Marabelle and Gromeier are now pursuing further research on rotavirus and polio, respectively. Gromeier's team is conducting a clinical trial of polio in melanoma patients, and an early trial in breast cancer, as well. They believe they can use the polio virus to treat just about any cancer because of the near-universal presence of polio virus receptors in cancer cells.

"That will require some proof. Ultimately, you have to do this in clinical trials — the animal models and the other systems we have are not always good enough to really predict the outcomes," he said, echoing Marabelle. "We will have to potentially perform quite a large number of clinical trials to come to some answers. It's possible that certain viruses have better properties in certain tumors. That all will need to be figured out. We're still very early [in our research]."

In addition to continuing his work with rotavirus, Marabelle is also participating in trials on molecules that can trigger the type-1 interferon pathway, including a trial involving a RIG-I agonist.

And while they work, researchers are also keeping an eye out for results from a Phase III trial Amgen is currently conducting with T-Vec, to determine how it works in metastatic melanoma in combination with the anti-PD1 checkpoint inhibitor pembrolizumab (Merck's Keytruda) versus pembrolizumab alone.

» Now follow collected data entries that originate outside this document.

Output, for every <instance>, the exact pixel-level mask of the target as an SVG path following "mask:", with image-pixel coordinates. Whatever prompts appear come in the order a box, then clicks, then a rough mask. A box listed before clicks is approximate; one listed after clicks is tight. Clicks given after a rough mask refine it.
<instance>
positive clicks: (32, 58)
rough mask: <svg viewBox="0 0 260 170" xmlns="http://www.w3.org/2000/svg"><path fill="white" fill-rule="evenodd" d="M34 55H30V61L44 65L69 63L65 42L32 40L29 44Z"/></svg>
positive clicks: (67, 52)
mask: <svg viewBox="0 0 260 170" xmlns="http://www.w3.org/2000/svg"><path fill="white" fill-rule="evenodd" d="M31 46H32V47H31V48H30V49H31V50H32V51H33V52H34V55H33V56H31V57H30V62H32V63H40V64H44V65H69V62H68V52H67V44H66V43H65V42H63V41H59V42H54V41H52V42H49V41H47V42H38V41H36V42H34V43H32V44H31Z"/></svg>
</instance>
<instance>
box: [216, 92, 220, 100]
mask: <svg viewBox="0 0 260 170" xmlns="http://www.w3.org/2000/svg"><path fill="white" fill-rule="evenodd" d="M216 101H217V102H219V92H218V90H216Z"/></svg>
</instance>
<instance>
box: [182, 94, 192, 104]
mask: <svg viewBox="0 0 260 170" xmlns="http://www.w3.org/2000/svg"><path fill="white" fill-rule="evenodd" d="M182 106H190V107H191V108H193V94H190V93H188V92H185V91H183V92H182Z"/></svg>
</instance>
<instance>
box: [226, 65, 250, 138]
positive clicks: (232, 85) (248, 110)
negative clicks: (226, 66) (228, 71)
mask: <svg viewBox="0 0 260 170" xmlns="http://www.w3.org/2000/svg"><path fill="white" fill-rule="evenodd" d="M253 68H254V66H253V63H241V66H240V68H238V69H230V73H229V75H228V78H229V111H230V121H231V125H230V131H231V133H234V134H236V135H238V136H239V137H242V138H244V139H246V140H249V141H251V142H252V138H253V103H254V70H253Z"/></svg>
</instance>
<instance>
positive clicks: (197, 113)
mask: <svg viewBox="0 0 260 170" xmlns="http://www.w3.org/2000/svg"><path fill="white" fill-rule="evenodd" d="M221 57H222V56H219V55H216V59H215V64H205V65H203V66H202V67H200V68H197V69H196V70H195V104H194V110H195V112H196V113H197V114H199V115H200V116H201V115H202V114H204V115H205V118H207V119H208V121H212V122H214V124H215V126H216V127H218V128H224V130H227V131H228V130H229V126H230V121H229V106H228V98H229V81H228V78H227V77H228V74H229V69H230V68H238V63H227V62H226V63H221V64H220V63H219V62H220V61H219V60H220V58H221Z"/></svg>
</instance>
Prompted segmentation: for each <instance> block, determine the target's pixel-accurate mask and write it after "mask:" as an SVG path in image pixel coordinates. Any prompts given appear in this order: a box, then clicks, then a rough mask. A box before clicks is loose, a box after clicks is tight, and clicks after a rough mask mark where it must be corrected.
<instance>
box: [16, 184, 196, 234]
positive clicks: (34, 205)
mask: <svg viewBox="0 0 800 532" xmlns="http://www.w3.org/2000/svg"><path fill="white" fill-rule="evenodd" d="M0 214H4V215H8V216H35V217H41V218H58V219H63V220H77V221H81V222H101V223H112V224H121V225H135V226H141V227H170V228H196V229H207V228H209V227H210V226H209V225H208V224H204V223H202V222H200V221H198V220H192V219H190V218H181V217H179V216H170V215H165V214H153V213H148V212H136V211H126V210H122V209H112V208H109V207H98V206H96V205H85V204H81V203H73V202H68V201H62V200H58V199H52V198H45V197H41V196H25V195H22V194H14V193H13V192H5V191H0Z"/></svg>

"It will be very important for the future of the oncolytic virus field because either this trial is positive, showing that the combination will be synergistic, more efficacious in patients rather than anti-PD1 alone, and you will see a lot of interest in that kind of approach," Marabelle said. "Or the trial will be negative, and it will have a detrimental impact on the strategy."

Results from the Amgen trial are expected to be published in 2020.